Book chronicles BG’s ‘Little Chicago’ era, notorious crimes`
Published 8:00 am Monday, February 23, 2026
A crime wave that swept across Kentucky in the 1960s and 1970s is the focus of a new book penned by Wes Swietek, managing editor for the Bowling Green Daily News.
“When The Bluegrass Ran Red” is published by Acclaim Press and is the second title written by Swietek, following up on “The Cemetery Road Murders,” released in 2020, that told the story of an infamous double murder at Bowling Green’s “Murder Mansion” in 1948.
“After I wrote the previous book … so many people said ‘you should write about the Little Chicago era,’ ” Swietek said.
Little Chicago is the name often affixed to Bowling Green after a crime wave in the 1960s and early 1970s. Swietek said the rise in corruption and crime spanned statewide.
Newport, directly across the Ohio River from Cincinnati, was nationally known as a “Sin City” during this period.

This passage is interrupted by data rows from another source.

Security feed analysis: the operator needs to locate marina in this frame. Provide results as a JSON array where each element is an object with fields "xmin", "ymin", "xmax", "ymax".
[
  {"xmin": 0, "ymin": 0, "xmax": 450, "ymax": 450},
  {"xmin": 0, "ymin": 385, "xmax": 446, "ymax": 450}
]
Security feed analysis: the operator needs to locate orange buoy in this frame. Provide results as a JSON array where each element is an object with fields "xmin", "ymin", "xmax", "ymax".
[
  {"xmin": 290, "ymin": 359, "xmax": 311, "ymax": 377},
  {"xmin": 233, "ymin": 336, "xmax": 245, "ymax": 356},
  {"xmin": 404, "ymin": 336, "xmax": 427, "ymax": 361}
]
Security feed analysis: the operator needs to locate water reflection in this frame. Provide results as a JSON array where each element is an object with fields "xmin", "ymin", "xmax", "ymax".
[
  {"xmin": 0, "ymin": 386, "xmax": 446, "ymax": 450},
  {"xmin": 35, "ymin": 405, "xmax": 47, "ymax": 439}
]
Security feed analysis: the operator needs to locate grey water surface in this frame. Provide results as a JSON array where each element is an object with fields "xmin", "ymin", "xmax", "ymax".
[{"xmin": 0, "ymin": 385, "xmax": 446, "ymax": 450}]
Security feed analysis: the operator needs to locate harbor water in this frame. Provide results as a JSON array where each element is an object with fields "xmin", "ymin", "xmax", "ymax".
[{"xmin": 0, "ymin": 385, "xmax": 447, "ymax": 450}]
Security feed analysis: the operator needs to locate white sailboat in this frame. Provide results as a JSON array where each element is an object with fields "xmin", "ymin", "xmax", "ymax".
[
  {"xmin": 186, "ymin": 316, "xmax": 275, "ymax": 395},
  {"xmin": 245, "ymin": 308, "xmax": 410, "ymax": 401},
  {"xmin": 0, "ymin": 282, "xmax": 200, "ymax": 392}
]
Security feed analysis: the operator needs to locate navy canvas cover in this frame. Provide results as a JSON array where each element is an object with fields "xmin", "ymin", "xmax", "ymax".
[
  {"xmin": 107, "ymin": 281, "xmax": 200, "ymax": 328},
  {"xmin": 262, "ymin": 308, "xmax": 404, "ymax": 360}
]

Swietek described Newport then as a “forerunner” of what Las Vegas would become.
“It was basically a mob-run city,” Swietek said. “It was the gambling capital of the southeast.”
Other focuses of the book include the kidnapping of a prominent banker and his daughter in Lewisburg, the murder of a Lexington co-ed and the still-unsolved killing of Kentucky State Trooper William Barrett. Moonshiners, vehicle thefts and bombings all receive attention as well.
“It was just a cornucopia of crime and corruption and murder that people still talk about today,” Swietek said.
“When The Bluegrass Ran Red” is out now, available at Barnes and Noble locations across the state and online wherever books are sold.
In Bowling Green, the book is also available at the L&N Depot gift shop and Corvette Museum gift shop.
Swietek will lead a presentation about the book at the Capitol in downtown Bowling Green at 6 p.m. on March 17, where he will be discussing the book, signing copies and answering questions from the audience.
The event is free to attend and 100 copies of “When The Bluegrass Ran Red” will be given away.
Swietek said he hopes the book introduces new knowledge to lovers of history and true crime.
“Hopefully, it reveals a lot of things that people don’t realize about that era that they still talk about,” he said. “Some of the stories are stranger than fiction.”